Sie ging mit dem Geld noch auf dem Konto nach Hause, unentschlossen. Eine Woche später kam sie wieder zu mir, diesmal mit einer Entschlossenheit, die ich an ihr noch nie gesehen hatte. Sie sagte, sie habe in diesen Nächten auch an ihre Mutter gedacht — falls die jemals auftauchen sollte, falls sie etwas fordern würde, Geld, eine Erklärung. Sie sagte kurz, dass sie ihr nicht die Tür öffnen würde. Dass der Mensch, der etwas von ihr verdient hatte, bereits tot war und auf dem Sennefriedhof begraben lag, und dass der Rest keine Rolle spielte.
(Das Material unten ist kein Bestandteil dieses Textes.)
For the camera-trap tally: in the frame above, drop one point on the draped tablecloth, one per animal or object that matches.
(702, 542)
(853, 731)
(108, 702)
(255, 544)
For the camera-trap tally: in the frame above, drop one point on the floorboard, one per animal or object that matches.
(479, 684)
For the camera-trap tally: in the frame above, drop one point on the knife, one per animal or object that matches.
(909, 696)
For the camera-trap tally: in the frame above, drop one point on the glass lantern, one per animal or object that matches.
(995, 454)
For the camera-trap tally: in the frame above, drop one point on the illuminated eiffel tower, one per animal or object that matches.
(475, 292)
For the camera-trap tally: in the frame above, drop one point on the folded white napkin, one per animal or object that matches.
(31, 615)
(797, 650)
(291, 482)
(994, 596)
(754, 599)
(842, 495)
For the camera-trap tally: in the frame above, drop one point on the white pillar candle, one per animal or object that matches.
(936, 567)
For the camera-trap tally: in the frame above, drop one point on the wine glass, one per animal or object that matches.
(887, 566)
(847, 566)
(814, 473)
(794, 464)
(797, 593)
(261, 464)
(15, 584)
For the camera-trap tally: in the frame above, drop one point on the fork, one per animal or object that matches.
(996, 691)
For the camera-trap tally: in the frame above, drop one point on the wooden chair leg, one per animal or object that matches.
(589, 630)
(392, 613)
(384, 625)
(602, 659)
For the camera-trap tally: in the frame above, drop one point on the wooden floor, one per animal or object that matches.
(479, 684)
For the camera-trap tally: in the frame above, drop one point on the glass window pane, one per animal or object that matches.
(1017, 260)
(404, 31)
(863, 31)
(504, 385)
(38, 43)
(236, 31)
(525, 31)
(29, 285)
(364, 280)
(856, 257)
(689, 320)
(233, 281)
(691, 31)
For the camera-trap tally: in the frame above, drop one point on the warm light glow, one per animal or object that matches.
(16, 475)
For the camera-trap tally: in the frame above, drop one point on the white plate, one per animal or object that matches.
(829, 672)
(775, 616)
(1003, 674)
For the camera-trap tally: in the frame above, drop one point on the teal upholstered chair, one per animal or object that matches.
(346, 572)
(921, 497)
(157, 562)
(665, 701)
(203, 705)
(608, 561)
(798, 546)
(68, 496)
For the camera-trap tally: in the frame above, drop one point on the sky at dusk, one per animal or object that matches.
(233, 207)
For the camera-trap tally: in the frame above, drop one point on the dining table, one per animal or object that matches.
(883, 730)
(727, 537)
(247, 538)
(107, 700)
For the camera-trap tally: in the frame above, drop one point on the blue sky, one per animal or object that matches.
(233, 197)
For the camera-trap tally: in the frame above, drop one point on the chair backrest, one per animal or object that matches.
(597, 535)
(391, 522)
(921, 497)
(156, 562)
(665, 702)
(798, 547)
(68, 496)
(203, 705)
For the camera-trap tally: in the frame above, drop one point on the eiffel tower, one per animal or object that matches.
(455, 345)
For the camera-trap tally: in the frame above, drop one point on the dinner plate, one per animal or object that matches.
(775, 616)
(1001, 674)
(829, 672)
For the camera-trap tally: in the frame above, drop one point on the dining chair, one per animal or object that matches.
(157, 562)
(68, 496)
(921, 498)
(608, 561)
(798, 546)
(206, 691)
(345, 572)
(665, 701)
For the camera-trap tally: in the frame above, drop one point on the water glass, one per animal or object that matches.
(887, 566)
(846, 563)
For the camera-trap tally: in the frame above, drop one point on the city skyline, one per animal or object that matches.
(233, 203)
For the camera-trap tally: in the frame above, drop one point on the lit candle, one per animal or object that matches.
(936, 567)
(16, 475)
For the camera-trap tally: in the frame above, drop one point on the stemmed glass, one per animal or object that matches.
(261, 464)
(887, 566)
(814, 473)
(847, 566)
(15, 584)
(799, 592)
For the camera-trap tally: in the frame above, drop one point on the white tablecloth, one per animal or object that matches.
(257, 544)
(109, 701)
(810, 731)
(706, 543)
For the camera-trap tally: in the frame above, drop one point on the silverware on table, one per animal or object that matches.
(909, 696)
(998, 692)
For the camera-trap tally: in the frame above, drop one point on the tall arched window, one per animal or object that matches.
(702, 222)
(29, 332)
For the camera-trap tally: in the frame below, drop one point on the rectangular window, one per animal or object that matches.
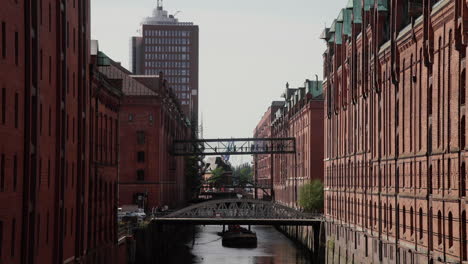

Sie bat mich, die Urkunden für die Gründung einer kleinen Stiftung aufzusetzen — nichts Großes, nur ein zweckgebundenes Konto, mit ordentlichen notariellen Papieren, durch das Klaus' Geld, zuzüglich dem, was sie noch von ihrem Gehalt hinzufügte, jährlich an eine Berufsschule in Bielefeld gehen sollte, für Schüler, die am Wochenende auf Baustellen arbeiten, um ihre Familien zu unterstützen — genau so, wie er es sich gewünscht hätte, dass es kein Kind mehr tun müsste.
Sie löste das Sparbuch bei der Sparkasse am Jahnplatz mit der gesamten Summe auf und eröffnete ein neues, auf den Namen „Klaus-Voss-Stipendium", mit Urkunden, die direkt in meiner Kanzlei unterschrieben wurden, mit meinem Siegel und ihrer Unterschrift neben der des Zeugen. Ich gab ihr den Ordner in einem braunen Umschlag, damit er nicht wie die Plastiktüte vom Aldi aussah.
Sie rächte sich an niemandem, denn, wie sie mir gesagt hatte, der einzige Mensch, den sie hätte bestrafen wollen, würde es niemals erfahren können. Es war nur ein unterschriebenes Papier, ein aufgedrücktes Siegel und ein Konto, eröffnet auf den Namen eines Mannes, der es nicht mehr sehen konnte, der aber, glaube ich, zufrieden gewesen wäre.
Das letzte Mal, als ich Daniela sah, kam sie, um die Finanzierungsurkunde für das erste Stipendienjahr einzureichen — dreihundert Euro, für einen Jungen von derselben Berufsschule, die auch ihr Vater besucht hatte, bevor er sie im letzten Jahr für eine Baustelle abgebrochen hatte. Sie unterschrieb, drückte mir die Hand und ging zur Tür hinaus, hinüber zur Straße, wo der streunende Hund in der Sonne eingeschlafen war, neben dem Schaufenster der Bäckerei.